Exploiting Channel Polarization for Reliable Wide-Area Backscatter Networks

Abstract

A long-standing vision of backscatter networks is to provide long-range connectivity and high-speed transmissions for batteryless Internet-of-Things (IoT). Recent years have seen major innovations in designing backscatter networks toward this goal. Yet, they either operate at a very short range, or experience extremely low throughput. This paper takes one step further towards breaking this stalemate, by presenting PolarScatter that exploits channel polarization in long-range backscatter networks. We transform backscatter channels into nearly noiseless virtual channels through channel polarization, and convey bits with extremely low error probability. Specifically, we propose a new polar code scheme that automatically adapts itself to different channel quality, and design a low-cost encoder to accommodate polar codes on resource-constrained backscatter tags.
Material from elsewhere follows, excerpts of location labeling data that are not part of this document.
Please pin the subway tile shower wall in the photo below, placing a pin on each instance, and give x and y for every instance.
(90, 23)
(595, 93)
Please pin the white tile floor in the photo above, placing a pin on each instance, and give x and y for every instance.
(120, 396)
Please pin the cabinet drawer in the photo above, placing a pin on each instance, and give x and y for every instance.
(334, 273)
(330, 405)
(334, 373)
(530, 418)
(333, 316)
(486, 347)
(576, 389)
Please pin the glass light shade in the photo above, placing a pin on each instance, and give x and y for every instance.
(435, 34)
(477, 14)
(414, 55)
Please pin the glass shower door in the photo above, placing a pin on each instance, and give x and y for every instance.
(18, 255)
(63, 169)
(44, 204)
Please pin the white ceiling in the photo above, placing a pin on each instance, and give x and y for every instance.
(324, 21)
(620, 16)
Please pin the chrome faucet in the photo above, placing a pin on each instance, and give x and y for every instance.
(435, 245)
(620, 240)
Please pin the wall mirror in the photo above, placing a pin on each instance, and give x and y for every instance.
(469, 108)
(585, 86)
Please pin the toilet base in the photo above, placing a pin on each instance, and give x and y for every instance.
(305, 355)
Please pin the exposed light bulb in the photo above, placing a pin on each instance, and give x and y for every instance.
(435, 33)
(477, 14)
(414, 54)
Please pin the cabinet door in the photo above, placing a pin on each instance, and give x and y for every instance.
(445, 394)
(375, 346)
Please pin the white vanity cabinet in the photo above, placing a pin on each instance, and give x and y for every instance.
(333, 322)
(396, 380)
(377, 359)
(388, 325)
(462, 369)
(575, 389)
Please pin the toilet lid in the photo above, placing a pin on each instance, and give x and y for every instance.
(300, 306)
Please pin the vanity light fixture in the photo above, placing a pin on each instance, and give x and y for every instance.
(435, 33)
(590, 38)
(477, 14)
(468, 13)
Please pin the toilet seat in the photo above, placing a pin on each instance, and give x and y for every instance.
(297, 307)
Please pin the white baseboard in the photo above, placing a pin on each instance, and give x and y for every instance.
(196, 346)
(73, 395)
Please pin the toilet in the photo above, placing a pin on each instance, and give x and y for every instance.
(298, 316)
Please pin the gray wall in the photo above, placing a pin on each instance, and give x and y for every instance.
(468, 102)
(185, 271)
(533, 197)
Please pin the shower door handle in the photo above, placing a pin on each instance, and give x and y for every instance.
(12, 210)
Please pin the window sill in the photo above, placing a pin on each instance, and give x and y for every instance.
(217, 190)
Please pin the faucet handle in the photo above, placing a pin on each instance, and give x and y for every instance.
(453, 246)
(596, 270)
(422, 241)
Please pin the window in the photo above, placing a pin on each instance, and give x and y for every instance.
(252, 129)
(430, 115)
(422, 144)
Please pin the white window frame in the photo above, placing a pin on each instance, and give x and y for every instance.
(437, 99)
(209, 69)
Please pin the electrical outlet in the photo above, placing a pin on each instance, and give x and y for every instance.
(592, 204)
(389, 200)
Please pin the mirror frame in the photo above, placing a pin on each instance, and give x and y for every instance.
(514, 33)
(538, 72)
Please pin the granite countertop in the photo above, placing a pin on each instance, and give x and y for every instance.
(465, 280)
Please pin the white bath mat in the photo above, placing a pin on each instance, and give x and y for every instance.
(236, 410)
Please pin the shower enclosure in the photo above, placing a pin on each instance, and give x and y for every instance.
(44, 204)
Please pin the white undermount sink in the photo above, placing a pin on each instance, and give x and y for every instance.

Furthermore, we devise a new metric to calculate log-likelihood ratio for accurate decoding, and present a stopping criterion of iterations to reduce decoding latency. We build a prototype PCB tag, and our experiments show that it achieves up to 11.5× throughput improvement over the state-of-the-art long-range backscatter solution. We also simulate an IC design in TSMC 65 nm LP CMOS process. Compared with traditional encoders, our encoder reduces storage overhead by three orders of magnitude, and lowers the power consumption to tens of microwatts.